I’m looking into having the intake tubes modified to lower them. If that doesn’t pan out, I’ll have to create some… “bulges” in the upper cowling. 🙁

Next the engine is removed to prepare the firewall for the fiberfrax and titanium. Fiberfrax is a heat resistant ceramic fabric that is applied to the between the firewall and the titanium. Fiberfrax is good up to over 2,000 degree Fahrenheit.

Here’s the firewall with the fiberfrax in place.

The titanium is put over the fiberfrax and screwed in place.

Then the engine is lowered and bolted in place.

The green tape is used to indicate where the center spar caps are located on the other side of the firewall so it’s easy to know where NOT to drill.

12.2.1 Aluminun Oil Lines

This entry is part 6 of 50 in the series 12 - Engine / Propeller

The engine has an oil cooler located just forward of the number 2 cylinder. But an optional second oil cooler is mounted in the nose of the aircraft. This adds oil cooling capacity and can also be used as a cabin heater.

The air intake, ducting and mounting for the nose oil cooler was done a while back. Now it’s time to run the tubing that will carry the oil to and from the oil cooler.

First the two lines are straightened out (they come in a coil) and then each tube is covered with a layer of heat shrink. The manual says to then insert the two tubes in the pilot side duct. Malcolm says if you do that, the two lines could come into contact and transfer heat between them. Sounds reasonable although I don’t think that you’d get that much heat transfer. Malcolm uses a pair a adel clamps that are then pinned together as spacers. I don’t have 8 adel clamps and that seemed like it would take up space in the duct. So I fabricated my own.

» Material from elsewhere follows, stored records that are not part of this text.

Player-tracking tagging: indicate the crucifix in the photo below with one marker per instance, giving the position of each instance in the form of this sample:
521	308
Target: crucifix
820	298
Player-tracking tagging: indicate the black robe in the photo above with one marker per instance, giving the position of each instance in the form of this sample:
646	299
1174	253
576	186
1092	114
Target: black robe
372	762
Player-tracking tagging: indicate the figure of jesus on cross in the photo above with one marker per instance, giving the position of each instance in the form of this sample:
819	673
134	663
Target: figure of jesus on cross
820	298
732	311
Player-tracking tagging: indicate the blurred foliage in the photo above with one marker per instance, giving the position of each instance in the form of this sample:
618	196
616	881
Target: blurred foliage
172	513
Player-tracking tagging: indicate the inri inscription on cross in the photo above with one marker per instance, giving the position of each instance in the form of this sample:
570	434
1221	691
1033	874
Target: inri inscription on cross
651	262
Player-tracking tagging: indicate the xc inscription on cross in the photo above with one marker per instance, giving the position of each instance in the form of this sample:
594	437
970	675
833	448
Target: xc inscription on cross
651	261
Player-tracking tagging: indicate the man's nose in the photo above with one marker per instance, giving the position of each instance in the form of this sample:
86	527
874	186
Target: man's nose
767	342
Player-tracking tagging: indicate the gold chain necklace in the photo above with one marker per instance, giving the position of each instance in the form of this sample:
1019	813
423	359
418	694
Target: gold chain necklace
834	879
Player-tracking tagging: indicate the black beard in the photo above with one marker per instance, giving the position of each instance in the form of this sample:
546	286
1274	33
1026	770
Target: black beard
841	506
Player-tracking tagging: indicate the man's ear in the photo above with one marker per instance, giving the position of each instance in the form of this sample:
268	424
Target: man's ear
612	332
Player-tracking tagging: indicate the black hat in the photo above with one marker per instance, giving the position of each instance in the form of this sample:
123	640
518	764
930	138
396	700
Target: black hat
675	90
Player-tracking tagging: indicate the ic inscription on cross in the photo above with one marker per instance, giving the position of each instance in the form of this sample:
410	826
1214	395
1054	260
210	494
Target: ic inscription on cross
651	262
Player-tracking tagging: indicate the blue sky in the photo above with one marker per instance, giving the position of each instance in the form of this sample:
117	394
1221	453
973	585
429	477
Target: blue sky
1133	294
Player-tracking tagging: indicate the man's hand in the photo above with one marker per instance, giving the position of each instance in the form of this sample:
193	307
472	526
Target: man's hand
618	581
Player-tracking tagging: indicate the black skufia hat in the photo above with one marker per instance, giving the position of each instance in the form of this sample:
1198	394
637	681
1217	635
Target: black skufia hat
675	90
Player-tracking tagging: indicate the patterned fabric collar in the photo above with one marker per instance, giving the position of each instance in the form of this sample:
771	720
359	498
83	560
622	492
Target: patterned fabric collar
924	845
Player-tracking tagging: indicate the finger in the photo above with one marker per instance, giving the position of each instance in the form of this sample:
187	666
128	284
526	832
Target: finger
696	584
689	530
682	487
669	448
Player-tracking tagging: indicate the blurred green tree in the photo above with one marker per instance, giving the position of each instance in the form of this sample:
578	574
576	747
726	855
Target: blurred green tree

I put two additional layer of heat shrink at four locations along the tubing. Then I cut small strips of aluminum to act as a spacer. Rivet the tabs down and there you go:

Before the oil lines are inserted into the duct, a hole is drilled in the duct just aft of the canard bulkhead (for engine controls, antennas and brakes lines):

Another forward of the landing gear bulkhead (for antennas):

And another forward of the firewall (for brake lines). If the holes aren’t drilled first, drilling holes in the duct could damage the oil lines.

 

12.2.1 Aluminum Oil Lines

This entry is part 7 of 50 in the series 12 - Engine / Propeller

Prior to inserting the oil lines in the duct, Malcolm likes to lay in some old nylaflow tubing. This will be used to pull antenna cables and engine controls through the duct later.

Then the oil lines (and nylaflo) and inserted into the pilot side duct. As they emerge from at the nose, they are bent up to the connectors at the oil cooler. Then the tubing is cut and flared and connected to the oil cooler.

Next, a bracket is placed on the firewall and those ends and flared and connected to a pair of bulkhead adapters.

 

12.2.1 Cabin Heat

This entry is part 8 of 50 in the series 12 - Engine / Propeller

The cabin heat ducts below the oil cooler were installed when the nose oil cooler ducting was fabricated. Now, holes will be cut into the canard bulkhead and 1.5″ aluminum tubing will be installed.

The hole on the pilot side will be determined by the location of the tube in the nose oil cooler tube. The two are so close that there’s no room for any turns in the flexible scat tubing.

Here’s the co-pilot side tube in the canard bulkhead.

And the pilot side.

And a view of the flexible scat between the outlet duct and the canard bulkhead.